Obama tells Blacks: Shape up LYNN SWEET | Crowd cheers advice to turn off TV, skip Popeyes for breakfast
February 29, 2008 BY LYNN SWEET Sun-Times Columnist
FORT WORTH, Texas -- On the campaign trail, Democratic front-runner Sen. Barack Obama talks about how he would use the bully pulpit if president, and he offered a demonstration Thursday when he drew wild cheers as he told a mostly African-American crowd that parents need to shape up, turn off the TV, help their kids with their homework and stop letting them grow fat eating Popeyes chicken for breakfast.
"It's not good enough for you to say to your child, 'Do good in school,' and then when that child comes home, you got the TV set on, you got the radio on, you don't check their homework, there is not a book in the house, you've got the video game playing," said Obama while in Beaumont, in southeast Texas.
"So turn off the TV set, put the video game away. Buy a little desk or put that child by the kitchen table. Watch them do their homework. If they don't know how to do it, give them help. If you don't know how to do it, call the teacher. Make them go to bed at a reasonable time. Keep them off the streets. Give ' em some breakfast. Come on. ... You know I am right."
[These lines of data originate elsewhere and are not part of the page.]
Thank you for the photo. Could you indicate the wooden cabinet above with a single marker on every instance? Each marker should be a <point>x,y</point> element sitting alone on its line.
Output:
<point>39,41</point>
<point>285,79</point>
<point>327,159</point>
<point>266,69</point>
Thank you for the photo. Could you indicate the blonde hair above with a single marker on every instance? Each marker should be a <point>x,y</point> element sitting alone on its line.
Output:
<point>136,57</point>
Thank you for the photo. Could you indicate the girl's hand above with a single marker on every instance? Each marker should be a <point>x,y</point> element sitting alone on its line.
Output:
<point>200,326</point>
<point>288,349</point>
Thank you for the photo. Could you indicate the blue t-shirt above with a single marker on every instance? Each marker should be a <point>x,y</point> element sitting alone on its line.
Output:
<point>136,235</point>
'I've got to talk about us'
"I've got to talk about us a little bit," said Obama. "We can't keep on feeding our children junk all day long, giving them no exercise. They are overweight by the time they are 4 or 5 years old, and then we are surprised when they get sick."
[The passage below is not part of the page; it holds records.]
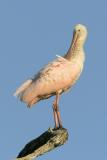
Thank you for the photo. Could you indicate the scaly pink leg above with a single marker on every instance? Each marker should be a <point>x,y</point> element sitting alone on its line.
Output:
<point>57,118</point>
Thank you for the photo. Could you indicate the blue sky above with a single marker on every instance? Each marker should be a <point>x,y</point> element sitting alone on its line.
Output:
<point>32,32</point>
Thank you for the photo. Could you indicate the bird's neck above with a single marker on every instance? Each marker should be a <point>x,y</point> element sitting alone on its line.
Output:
<point>74,50</point>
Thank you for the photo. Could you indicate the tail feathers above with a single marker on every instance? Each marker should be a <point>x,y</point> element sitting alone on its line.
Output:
<point>22,87</point>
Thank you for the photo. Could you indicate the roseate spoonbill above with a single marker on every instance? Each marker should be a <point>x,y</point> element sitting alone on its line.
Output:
<point>56,77</point>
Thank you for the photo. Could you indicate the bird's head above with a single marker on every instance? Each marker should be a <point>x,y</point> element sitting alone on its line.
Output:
<point>79,35</point>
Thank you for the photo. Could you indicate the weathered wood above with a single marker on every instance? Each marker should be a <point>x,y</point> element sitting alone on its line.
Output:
<point>46,142</point>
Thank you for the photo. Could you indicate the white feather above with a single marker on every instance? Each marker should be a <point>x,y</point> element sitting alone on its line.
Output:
<point>23,87</point>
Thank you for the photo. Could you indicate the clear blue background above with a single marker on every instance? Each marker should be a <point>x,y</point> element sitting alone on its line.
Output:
<point>32,32</point>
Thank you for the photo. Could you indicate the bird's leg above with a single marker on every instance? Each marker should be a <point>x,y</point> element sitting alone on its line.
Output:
<point>55,116</point>
<point>57,113</point>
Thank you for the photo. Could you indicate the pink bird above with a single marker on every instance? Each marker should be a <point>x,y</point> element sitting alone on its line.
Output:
<point>56,77</point>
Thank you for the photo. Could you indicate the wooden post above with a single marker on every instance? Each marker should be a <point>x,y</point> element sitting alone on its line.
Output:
<point>46,142</point>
Obama -- who exercises and is careful about what he eats -- said obese children need to improve their nutrition habits, invoking the name of a chain that makes delicious fried chicken.
"I know how hard it is to get kids to eat properly," Obama said. "But I also know that if folks letting our children drink eight sodas a day, which some parents do, or, you know, eat a bag of potato chips for lunch, or Popeyes for breakfast.
"Y'all have Popeyes out in Beaumont? I know some of y'all you got that cold Popeyes out for breakfast. I know. That's why y'all laughing. ... You can't do that. Children have to have proper nutrition. That affects also how they study, how they learn in school."
Obama has delivered "tough love'' messages before about personal responsibility, but he seemed to revel in his "truth-telling" while campaigning in Beaumont, on a day that also took him to Austin and Fort Worth in advance of Tuesday's crucial primaries.
As Obama stumped in the Lone Star State to Texas-size crowds -- he packed in 13,000 people at the convention center here Thursday night -- his campaign was downplaying any presumption that he will emerge in a few days as the all-but-certain Democratic nominee.
Sen. Hillary Rodham Clinton "is working tirelessly, as is Bill Clinton, in both Ohio and Texas; these races are extraordinarily tight," Obama said during a press conference on his plane en route to Beaumont. The Obama team was shocked to lose the New Hampshire primary in January, and since then, Obama has curbed the bravado that bubbled up in the Granite State.
Obama resisted an invitation by a reporter to write the Clinton campaign obituary. Said Obama, "Remember New Hampshire?"